LOS ANGELES (AP) -- Students caught misbehaving in the nation's second largest school district will be sent to the principal's office rather than the courthouse as part of sweeping disciplinary reforms announced Tuesday by Los Angeles schools.

Under the new policy, police officers at Los Angeles Unified School District won't arrest or cite students for low-level offenses like possessing alcohol or marijuana but will instead refer students to administrators or counselors -- a shift that educators and justice officials say will prevent students from becoming mired in the criminal justice system.

The decriminalization of student discipline marks the latest rollback to "zero tolerance" policies that were instituted in the 1970s and 1980s and intensified in the wake of the Columbine school shooting. School districts from California to Florida have instituted so-called restorative justice measures, which aim to address the underlying reasons for misconduct rather than mete out harsh punishments. The Obama administration in January issued recommendations favoring conflict resolution over arrests and citations.

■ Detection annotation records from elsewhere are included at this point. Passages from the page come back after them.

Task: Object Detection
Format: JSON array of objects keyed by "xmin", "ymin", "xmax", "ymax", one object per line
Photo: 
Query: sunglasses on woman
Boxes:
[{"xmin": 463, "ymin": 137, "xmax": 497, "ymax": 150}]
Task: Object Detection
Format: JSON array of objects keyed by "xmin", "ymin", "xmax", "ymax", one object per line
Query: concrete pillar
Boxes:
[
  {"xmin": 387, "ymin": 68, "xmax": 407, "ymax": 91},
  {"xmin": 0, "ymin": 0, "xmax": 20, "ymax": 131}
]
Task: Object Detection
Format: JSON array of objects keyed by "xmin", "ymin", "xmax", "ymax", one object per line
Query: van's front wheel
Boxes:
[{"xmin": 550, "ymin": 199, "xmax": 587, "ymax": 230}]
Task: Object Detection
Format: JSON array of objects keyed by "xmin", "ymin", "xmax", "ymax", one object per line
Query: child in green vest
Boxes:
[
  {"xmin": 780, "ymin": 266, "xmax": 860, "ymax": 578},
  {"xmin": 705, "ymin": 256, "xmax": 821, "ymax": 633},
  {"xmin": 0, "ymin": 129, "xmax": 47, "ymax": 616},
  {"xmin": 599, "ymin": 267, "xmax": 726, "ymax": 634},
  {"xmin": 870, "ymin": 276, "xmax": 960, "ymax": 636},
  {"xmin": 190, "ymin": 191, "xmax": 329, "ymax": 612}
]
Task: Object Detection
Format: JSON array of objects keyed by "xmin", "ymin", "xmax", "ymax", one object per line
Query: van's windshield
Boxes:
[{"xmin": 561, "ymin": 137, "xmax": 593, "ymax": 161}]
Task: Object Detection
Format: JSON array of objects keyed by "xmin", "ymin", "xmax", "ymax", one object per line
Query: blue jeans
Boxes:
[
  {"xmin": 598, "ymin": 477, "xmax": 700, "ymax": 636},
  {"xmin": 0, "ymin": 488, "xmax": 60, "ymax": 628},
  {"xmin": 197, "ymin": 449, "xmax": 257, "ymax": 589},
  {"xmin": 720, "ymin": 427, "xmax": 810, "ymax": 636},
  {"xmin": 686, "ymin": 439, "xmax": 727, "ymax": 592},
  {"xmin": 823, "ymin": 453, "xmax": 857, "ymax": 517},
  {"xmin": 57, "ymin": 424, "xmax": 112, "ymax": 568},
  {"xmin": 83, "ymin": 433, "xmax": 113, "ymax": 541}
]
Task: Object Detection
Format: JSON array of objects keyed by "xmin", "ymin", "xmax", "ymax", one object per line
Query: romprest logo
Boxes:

"We want students to be with us, not pushed out and sent to jail," Los Angeles Superintendent John Deasy said. "We have been disproportionately incarcerating, disproportionately citing, and disproportionately suspending youth of color, and it's wrong."

With more than 640,000 students at nearly 1,100 schools and charter schools, Los Angeles is among the largest school districts to adopt less punitive discipline. The district's more than 350 officers make up the largest school police force in the country.

The new policy includes infractions like possessing alcohol, tobacco and less than an ounce of marijuana, along with most schoolyard fights.

The rules are in place for the current school year and direct school police to follow a step-by-step formula that could result in conferences with parents, drug counseling or interventions at off-site counseling centers. Previously, such offenses would send a student to court or probation.

More serious violations like selling drugs or brandishing a weapon will still merit arrest or citation.